From Eudora Welty, On Writing (via Brain Pickings): Point of view is ... a product of personal experience and time; it is burnished with feelings and sensibilities, charged from moment to moment with the sun-points of imagination. It is an instrument – one of intensification ... it is temperamental.… The writer always seeing double, two pictures at once in his frame, his and the world’s... and he works best in a state of constant and subtle and unfooled reference between the two....One of the most important things the young writer comes to see for himself is that point of view is an instrument, not an end in itself, that is useful as a glass, and not as a mirror to reflect a dear and pensive face. Conscientiously used, point of view will discover, explore, see through – it may sometimes divine and prophesy. Misused, it turns opaque almost at once and gets in the way of the [writing].... It is a practical assignment, then, a self-assignment: to achieve, by a cultivated sensitivity for observing life, a capacity for receiving its impressions, a lonely, unremitting, unaided, unaidable vision, and transferring this vision without distortion to it onto the pages ... For the [writer] to be unwilling to move, mentally or spiritually or physically, out of the familiar is a sign that spiritual timidity or poverty or decay has come upon him; for what is familiar will then have turned into all that is tyrannical.

What more might you say about your own p.o.v./experience there?
[How is this useful, as an instrument? Where might it turn opaque?]
How might it contrast/enter into some of the others we have named?
What others haven't we even begun to explore? (an economist, an architect, a neighbor, a family member...?)

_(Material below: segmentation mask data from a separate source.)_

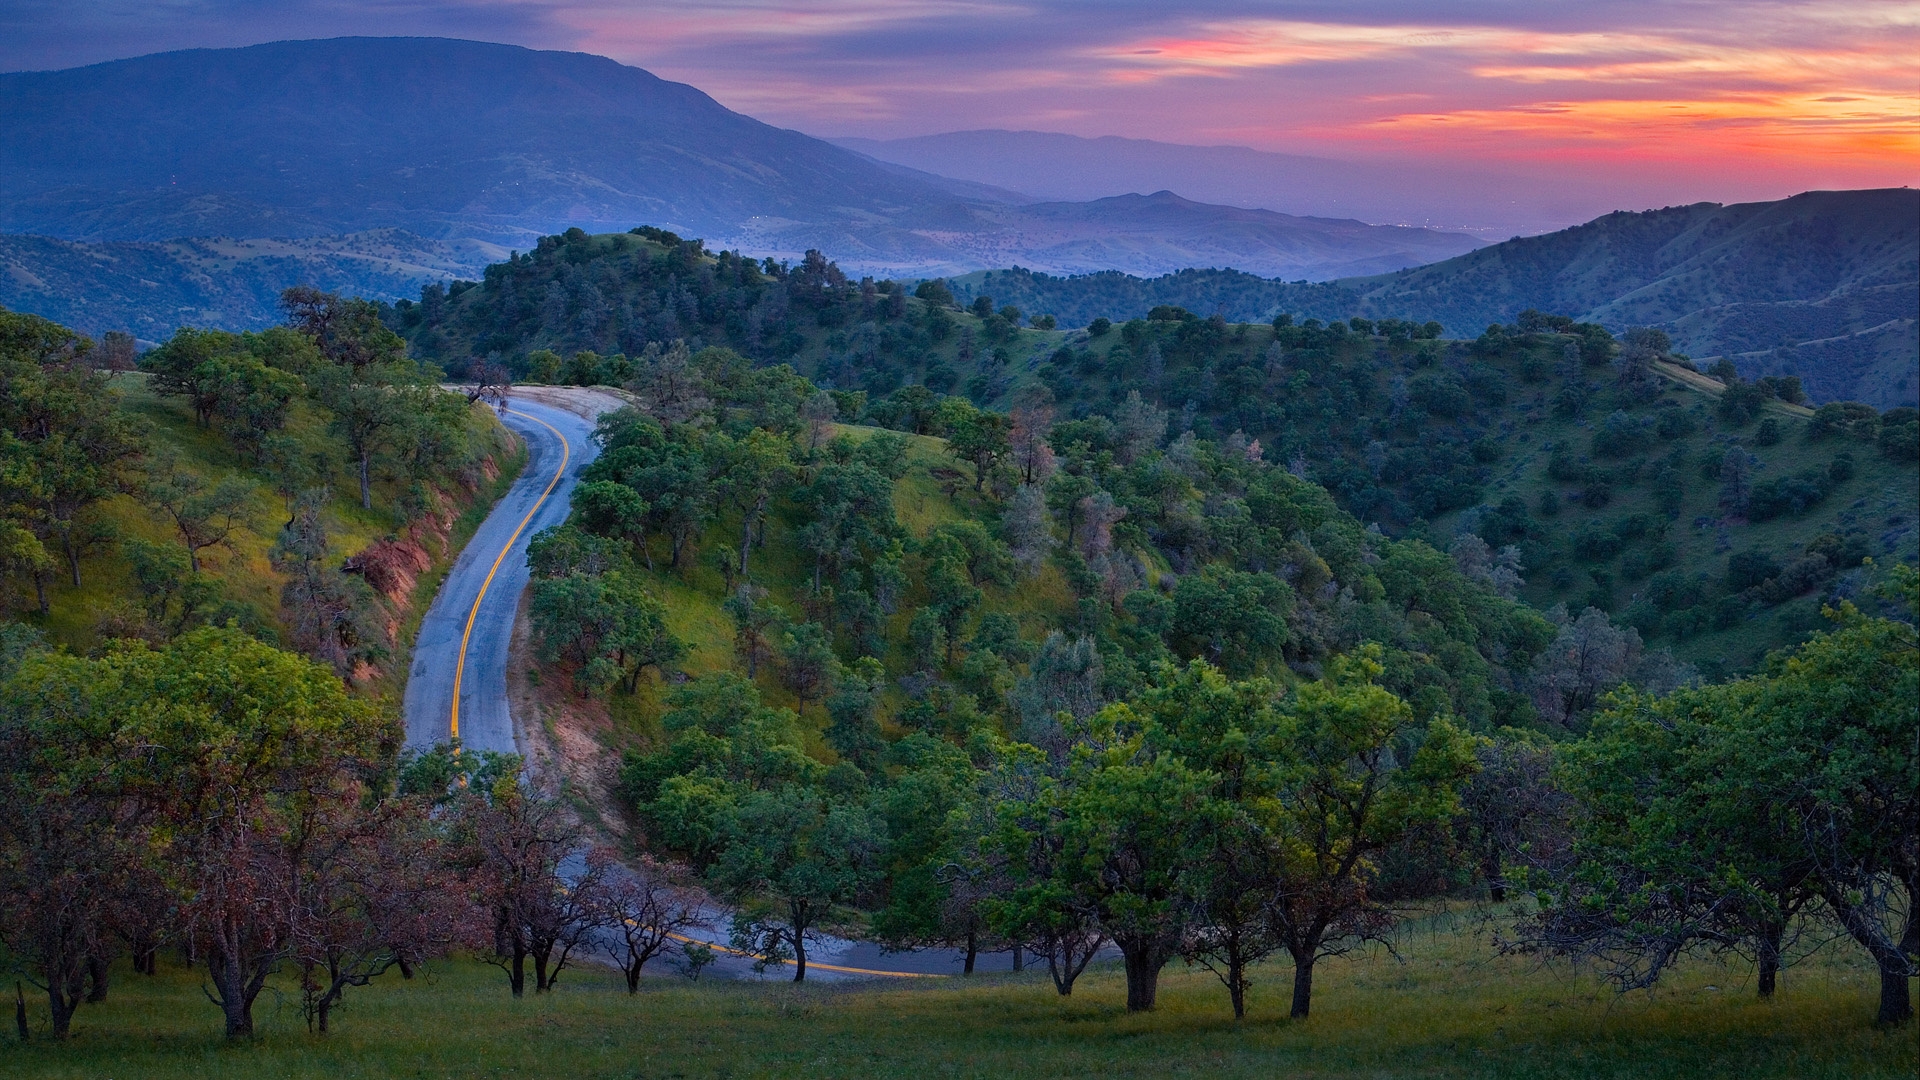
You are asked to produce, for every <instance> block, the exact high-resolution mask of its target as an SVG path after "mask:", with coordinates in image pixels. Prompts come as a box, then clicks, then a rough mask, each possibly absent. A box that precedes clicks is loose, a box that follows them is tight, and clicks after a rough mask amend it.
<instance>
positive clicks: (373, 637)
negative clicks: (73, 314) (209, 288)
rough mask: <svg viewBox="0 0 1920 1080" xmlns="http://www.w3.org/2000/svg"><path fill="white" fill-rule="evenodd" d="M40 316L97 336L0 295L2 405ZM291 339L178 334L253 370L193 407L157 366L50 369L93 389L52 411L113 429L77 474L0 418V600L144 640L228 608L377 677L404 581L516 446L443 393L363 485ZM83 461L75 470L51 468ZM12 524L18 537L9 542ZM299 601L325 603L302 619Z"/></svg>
mask: <svg viewBox="0 0 1920 1080" xmlns="http://www.w3.org/2000/svg"><path fill="white" fill-rule="evenodd" d="M35 327H36V329H35ZM40 332H44V334H48V336H46V338H40V340H52V342H61V344H58V350H79V354H81V356H83V357H84V356H88V354H96V352H100V348H98V346H90V344H88V342H84V338H71V336H67V334H65V331H60V329H50V325H44V323H36V321H33V319H31V317H21V315H13V313H8V311H0V359H4V361H6V363H8V365H10V371H12V375H10V384H8V392H6V394H4V396H0V398H4V405H6V409H4V411H6V413H8V423H10V425H12V423H17V417H19V415H21V413H27V415H31V409H33V407H35V405H33V402H35V400H36V398H38V394H40V390H38V388H36V386H35V380H31V379H23V377H21V373H23V371H25V369H23V367H12V365H23V363H25V361H31V359H35V357H36V354H38V356H40V357H42V359H44V357H46V356H48V354H46V352H44V350H35V348H23V340H27V334H40ZM301 342H303V338H300V336H298V334H292V332H290V331H286V329H273V331H269V332H267V334H248V336H244V338H242V336H238V334H209V336H200V338H186V340H182V342H180V344H177V346H175V348H177V350H180V348H184V350H190V352H194V354H196V356H200V357H202V361H204V363H207V365H209V367H213V365H228V367H227V371H228V375H232V379H234V382H240V384H246V382H253V388H252V394H246V396H236V394H232V388H228V390H223V392H221V394H219V400H217V402H215V400H213V398H205V396H202V398H200V404H207V407H209V409H211V411H209V415H205V417H202V415H196V398H194V396H192V394H182V390H180V384H179V382H177V380H173V382H169V379H167V377H165V375H154V373H148V371H129V373H113V371H111V369H108V371H84V369H81V371H63V373H56V375H52V377H50V379H52V386H60V384H61V382H63V380H81V382H84V384H86V386H88V396H90V400H92V404H88V405H86V407H84V409H83V411H77V415H71V417H67V419H65V421H63V427H65V429H67V432H69V438H75V442H79V444H81V446H100V448H106V446H109V442H108V440H106V436H104V434H83V432H86V430H90V429H92V430H98V432H113V438H115V440H117V442H115V444H111V446H117V450H115V452H113V455H111V457H109V455H108V452H106V450H102V452H98V463H94V465H92V467H90V469H88V471H86V473H81V475H79V477H77V475H73V473H69V475H65V477H56V479H46V477H54V475H52V473H48V471H46V469H48V467H46V465H42V463H40V457H38V454H36V452H35V450H36V446H38V444H36V440H35V438H33V432H31V430H17V429H15V430H13V438H15V440H19V442H15V444H13V446H15V448H19V454H21V459H19V471H15V473H13V477H12V479H10V486H8V494H10V505H8V513H6V517H4V519H0V528H6V530H10V536H15V540H12V544H13V548H12V550H10V557H8V563H6V578H4V592H0V615H4V619H8V621H15V623H25V625H29V626H35V628H38V630H40V632H42V634H44V636H46V638H48V640H50V642H54V644H60V646H67V648H71V650H75V651H88V650H94V648H98V646H100V644H102V642H104V640H108V638H121V636H127V638H144V640H150V642H156V644H159V642H167V640H173V638H177V636H179V634H182V632H188V630H192V628H196V626H204V625H223V623H227V621H234V623H238V625H240V626H242V628H246V630H248V632H252V634H255V636H259V638H263V640H267V642H275V644H284V646H288V648H296V650H301V651H309V653H313V655H317V657H321V659H326V661H332V663H334V665H336V667H338V669H340V671H342V675H348V676H351V678H355V680H357V682H361V684H369V686H374V688H376V690H392V688H394V680H392V678H390V676H392V675H394V673H396V671H397V673H401V676H403V673H405V665H403V663H399V665H396V661H403V659H405V648H407V640H409V634H411V628H413V625H415V621H417V619H419V613H420V611H424V603H419V605H417V601H424V600H426V598H430V596H432V586H434V582H436V580H438V575H442V573H444V569H445V565H447V563H449V561H451V557H453V555H457V553H459V548H461V544H463V542H465V538H467V536H468V534H470V532H472V528H474V527H478V523H480V517H484V513H486V509H488V507H490V505H492V502H493V498H497V494H499V490H503V484H505V480H511V477H513V475H515V473H516V471H518V467H520V455H518V450H516V448H515V446H513V442H511V438H509V436H507V434H505V430H503V429H501V427H499V423H497V421H495V419H493V417H492V415H490V413H488V411H486V409H468V407H465V402H463V400H461V398H453V400H451V402H447V405H451V407H440V409H430V411H428V413H426V415H420V417H419V419H417V421H415V423H413V425H411V432H413V438H419V440H420V446H419V448H415V450H413V452H411V454H409V452H403V450H399V448H396V446H384V448H382V450H380V454H378V461H376V465H374V471H372V484H371V490H369V496H371V498H369V500H367V503H363V502H361V498H359V488H357V479H355V473H353V467H351V454H349V448H348V446H346V444H344V442H342V438H340V432H338V429H336V425H334V423H332V421H336V413H334V411H330V409H328V407H326V404H324V398H323V396H321V394H317V392H315V390H313V384H317V382H321V380H323V379H324V373H317V371H313V369H311V367H307V361H311V359H313V356H311V354H309V352H307V348H305V346H303V344H301ZM271 373H276V375H271ZM394 432H396V434H397V432H399V430H397V429H394ZM436 444H438V446H436ZM69 467H71V465H69ZM422 469H430V471H432V473H434V475H432V479H428V477H424V475H422ZM83 477H84V484H81V486H71V488H69V486H61V484H75V482H77V480H81V479H83ZM29 480H38V484H40V486H27V484H29ZM42 503H44V505H42ZM61 515H65V517H61ZM19 530H25V534H27V536H33V538H35V544H29V552H25V553H23V552H21V548H19V544H21V542H23V536H21V532H19ZM67 536H71V538H73V542H71V548H69V544H67V540H65V538H67ZM188 538H190V540H192V544H194V546H192V548H188V544H186V542H188ZM42 550H44V555H36V552H42ZM67 550H71V552H73V559H71V561H69V559H67ZM317 613H324V617H323V619H321V623H319V625H317V623H313V619H315V617H317Z"/></svg>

Ask five students to each collect all 13 sentences from one "p.o.v,"
to type them up and post them on Serendip by midnight tonight.

By 10 p.m. on Wednesday, each of you should
* review all of the sentences from each of the 5 p.o.v.'s supplied by our section
(you may enjoy those created by the other section, but you are not allowed to work with them)
* make a collage/mosaic/essay out of a selection of these,
* using ONLY the sentences your classmates have provided, in the form they have written them;
* you may use none of your own (we are hereby forcing you to experiment with using other p.o.v.s).
Cut and paste this material into a short (several-paragraph) essay
about "reading Eastern State," and post this by 10pm [note earlier time frame;
this is to give your writing group partners time to work w/ what you have done].

This will form your second draft for the next paper assignment, upcoming this weekend.

We have organized you randomly into writing groups:
Anne's class:

Mark's class:

* By classtime, print off the paragraphs written by the other members of your writing group,
 and mark what they have done in this way [another version of the "text-rendering" we did in
the early weeks of class]:
** circle what interests you,
** box what puzzles you/what you are curious about,
** underline the introduction of each new lens, and
** write a word in the margin identifying the p.o.v. it expresses.

We will use these markings as the basis for small writing groups,
in which we will help one another towards the next web event,
due this weekend, on "reading Eastern State."

* Also by classtime, read the chapter, "Urban Friction," from Jonah Lehrer's 2012 book Imagine: How Creativity Works, now available in our password protected file; come ready to  "rub up" what he says, against what we have said about Eastern State.